The consultations should achieve the same benefits from the group support system tools used in private companies. The research team arranged for the Centre for Competitiveness to demonstrate Zing to NSEC staff in a meeting in Belfast. However, although they agreed in principle to do this, NSEC were not able to organise any group support system meetings before the research team's project ended. A reason is NSEC's staff were fully stretched organising and running non-electronic meetings.

Consulting those who are affected most: Young People

A second key group to consult are young people, including (but not limited to) those who had participated in cross-border exchanges. Michele Smyth showed NSEC staff the work she had been doing for her Ph.D. research with groups of young people at the NI Youth Forum (NIYF).

NSEC staff explored with the NIYF the possibility of subcontracting part of the consultation with young people to NIYF . The ideas discussed centred on an initial face-to-face workshop in which a small group of young people could discuss the issues and determine the questions they would want to ask about cross-border exchanges, followed by an on-line discussion forum in which many more young people could participate.

After some discussion NSEC decided not to fund this work (at least in the short term), apparently because of resource limitations in NSEC .

The Technology

What NSEC did manage to start, just before research team's project finished, was to design on-line questionnaires targeted at particular groups of participants, including young people and teachers. The research team helped them design the questionnaires, and loaded into the system some of the lists of e-mail addresses they had finally obtained.

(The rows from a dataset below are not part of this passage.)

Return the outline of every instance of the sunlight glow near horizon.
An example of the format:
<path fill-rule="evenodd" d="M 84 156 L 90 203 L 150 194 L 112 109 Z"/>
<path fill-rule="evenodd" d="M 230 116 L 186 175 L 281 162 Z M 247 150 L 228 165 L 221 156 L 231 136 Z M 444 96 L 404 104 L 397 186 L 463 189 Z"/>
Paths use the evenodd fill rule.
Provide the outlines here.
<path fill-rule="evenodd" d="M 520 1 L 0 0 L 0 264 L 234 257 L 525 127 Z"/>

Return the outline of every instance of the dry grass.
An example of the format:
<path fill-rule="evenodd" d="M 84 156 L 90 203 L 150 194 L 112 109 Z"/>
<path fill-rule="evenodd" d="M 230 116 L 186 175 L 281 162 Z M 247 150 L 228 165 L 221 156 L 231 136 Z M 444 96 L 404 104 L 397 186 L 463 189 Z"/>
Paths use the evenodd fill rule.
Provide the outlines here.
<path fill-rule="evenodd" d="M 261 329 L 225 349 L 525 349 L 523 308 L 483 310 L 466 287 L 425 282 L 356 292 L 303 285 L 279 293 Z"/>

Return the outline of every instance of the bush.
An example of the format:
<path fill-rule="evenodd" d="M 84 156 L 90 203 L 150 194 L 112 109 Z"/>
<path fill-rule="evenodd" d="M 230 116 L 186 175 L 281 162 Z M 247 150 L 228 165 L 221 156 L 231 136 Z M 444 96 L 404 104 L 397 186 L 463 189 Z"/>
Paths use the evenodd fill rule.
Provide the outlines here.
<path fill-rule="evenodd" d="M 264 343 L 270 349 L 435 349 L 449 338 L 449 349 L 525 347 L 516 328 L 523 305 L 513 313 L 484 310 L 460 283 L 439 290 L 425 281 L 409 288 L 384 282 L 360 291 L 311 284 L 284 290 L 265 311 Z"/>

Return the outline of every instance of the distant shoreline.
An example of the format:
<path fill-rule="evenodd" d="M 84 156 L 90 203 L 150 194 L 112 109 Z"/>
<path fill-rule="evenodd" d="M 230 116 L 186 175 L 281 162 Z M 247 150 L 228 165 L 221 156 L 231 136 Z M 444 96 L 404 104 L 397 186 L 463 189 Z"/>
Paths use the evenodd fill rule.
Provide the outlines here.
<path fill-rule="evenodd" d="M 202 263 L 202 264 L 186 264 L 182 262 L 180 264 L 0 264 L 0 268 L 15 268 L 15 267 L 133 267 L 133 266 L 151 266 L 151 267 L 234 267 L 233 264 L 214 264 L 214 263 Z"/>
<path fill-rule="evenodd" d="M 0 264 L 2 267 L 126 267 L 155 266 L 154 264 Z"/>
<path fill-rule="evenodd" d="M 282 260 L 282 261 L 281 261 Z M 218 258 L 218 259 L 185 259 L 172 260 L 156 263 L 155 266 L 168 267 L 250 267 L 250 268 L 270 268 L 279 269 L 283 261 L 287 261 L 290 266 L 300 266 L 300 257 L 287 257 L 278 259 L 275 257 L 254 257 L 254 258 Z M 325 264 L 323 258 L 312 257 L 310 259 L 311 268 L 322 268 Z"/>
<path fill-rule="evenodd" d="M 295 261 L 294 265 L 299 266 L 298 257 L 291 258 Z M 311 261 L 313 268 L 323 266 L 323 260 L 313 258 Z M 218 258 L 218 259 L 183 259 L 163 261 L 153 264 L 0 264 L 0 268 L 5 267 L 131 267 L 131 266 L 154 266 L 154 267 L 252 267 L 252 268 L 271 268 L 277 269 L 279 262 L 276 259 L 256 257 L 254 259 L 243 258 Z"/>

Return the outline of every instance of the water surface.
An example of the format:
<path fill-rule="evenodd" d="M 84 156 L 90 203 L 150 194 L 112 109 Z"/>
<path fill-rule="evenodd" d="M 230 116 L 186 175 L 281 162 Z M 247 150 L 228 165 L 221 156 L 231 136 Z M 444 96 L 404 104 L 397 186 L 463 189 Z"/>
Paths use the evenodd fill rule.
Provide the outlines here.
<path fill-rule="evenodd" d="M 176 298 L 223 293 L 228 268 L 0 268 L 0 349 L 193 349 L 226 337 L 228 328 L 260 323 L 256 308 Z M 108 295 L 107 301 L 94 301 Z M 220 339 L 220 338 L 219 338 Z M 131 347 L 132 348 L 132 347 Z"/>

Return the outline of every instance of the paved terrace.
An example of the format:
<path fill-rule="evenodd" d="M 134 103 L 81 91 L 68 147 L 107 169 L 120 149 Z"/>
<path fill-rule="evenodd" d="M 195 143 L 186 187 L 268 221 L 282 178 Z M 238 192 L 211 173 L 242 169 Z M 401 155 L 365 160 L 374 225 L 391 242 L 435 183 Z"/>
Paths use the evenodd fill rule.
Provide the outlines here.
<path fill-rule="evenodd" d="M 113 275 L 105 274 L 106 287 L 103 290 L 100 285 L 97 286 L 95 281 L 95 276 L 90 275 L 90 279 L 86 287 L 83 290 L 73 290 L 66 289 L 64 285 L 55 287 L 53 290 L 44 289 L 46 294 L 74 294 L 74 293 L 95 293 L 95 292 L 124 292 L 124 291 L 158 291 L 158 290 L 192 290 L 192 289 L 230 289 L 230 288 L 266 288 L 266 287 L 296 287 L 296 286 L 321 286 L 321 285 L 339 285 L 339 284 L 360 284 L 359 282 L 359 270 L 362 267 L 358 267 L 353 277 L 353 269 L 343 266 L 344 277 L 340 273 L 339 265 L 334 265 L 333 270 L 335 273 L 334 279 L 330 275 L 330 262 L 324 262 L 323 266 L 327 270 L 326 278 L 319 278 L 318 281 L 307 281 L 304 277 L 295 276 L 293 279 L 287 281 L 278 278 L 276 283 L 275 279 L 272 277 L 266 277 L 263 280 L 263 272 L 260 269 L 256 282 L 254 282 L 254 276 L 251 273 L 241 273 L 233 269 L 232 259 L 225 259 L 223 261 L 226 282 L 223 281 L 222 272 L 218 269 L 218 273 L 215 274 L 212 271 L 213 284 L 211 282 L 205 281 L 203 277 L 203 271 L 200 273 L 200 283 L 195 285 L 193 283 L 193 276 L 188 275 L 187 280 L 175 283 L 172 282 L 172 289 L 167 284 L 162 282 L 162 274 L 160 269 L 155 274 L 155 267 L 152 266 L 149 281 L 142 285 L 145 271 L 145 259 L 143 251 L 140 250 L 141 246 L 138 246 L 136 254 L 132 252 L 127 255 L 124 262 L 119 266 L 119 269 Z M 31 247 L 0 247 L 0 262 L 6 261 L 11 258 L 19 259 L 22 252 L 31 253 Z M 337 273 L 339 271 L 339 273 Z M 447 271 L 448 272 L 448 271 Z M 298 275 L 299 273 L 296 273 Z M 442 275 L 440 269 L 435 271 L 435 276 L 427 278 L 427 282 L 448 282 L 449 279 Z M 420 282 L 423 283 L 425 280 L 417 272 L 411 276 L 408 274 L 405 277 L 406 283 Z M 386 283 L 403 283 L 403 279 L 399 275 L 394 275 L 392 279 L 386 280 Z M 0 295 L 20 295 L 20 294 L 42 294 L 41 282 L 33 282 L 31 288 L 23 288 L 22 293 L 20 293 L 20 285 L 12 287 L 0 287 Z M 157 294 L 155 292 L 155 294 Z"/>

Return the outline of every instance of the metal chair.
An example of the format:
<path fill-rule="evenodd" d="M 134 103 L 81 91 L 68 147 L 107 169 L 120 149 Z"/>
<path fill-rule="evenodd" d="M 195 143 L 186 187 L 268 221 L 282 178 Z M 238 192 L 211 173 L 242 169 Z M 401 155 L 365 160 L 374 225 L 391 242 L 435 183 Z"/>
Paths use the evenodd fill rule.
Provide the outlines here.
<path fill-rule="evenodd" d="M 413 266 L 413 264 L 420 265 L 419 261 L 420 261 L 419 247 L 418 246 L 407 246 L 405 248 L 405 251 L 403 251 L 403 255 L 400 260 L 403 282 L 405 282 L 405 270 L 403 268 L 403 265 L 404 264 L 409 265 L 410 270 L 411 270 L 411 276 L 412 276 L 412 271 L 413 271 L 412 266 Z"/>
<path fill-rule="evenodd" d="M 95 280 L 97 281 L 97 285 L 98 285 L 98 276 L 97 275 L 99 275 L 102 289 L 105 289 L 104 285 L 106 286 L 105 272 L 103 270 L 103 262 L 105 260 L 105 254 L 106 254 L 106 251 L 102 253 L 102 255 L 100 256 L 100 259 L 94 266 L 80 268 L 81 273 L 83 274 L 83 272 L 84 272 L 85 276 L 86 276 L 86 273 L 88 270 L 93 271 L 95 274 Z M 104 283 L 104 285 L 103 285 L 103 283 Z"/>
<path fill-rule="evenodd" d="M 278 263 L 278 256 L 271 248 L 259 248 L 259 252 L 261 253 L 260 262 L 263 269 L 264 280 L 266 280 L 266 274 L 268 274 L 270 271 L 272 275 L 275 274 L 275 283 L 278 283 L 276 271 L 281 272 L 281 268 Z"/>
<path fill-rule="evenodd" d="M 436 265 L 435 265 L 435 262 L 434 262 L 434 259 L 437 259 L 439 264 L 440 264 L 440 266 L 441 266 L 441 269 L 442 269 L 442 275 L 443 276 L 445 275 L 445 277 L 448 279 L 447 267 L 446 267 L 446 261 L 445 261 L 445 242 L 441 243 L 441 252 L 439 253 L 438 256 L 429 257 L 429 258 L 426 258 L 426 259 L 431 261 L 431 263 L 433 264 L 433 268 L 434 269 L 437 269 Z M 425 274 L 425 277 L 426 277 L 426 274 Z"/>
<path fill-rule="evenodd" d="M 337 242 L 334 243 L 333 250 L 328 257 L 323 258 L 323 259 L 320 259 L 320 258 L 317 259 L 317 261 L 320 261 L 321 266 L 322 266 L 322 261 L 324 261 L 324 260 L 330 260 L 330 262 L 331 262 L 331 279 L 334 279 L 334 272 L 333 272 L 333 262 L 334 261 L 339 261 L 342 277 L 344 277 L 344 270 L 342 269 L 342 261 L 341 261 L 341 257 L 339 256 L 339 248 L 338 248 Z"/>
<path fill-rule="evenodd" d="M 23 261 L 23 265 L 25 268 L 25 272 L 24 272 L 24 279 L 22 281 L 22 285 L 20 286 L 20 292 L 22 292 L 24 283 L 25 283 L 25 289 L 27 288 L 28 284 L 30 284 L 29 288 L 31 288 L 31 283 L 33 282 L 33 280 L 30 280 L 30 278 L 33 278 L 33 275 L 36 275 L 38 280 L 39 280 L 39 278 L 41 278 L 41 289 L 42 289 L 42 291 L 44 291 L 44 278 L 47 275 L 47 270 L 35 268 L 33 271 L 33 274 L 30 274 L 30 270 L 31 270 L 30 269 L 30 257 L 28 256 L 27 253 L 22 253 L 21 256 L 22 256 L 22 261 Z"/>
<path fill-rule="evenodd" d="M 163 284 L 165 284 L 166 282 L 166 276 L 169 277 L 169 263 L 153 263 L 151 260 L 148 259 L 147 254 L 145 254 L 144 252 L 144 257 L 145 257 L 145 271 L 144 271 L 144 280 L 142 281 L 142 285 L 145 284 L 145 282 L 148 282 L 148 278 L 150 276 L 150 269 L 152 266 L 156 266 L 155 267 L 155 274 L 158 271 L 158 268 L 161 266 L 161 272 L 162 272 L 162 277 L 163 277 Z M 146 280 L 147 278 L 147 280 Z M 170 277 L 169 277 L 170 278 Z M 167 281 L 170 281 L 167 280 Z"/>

Finally, the research team's technical assistant (Yan Chen) also customised the SugarCRM Customer Relationship Management software for NSEC, so that they could keep track of their (potentially) huge number of contacts with pupils, staff, youth workers and others in 9000 organisations. Because Yan Chen used free (open source) software, he could customise it so that it was no longer a tool for selling into companies, but one to record contacts with many individuals in each organisation: something that many commercial CRM packages lack.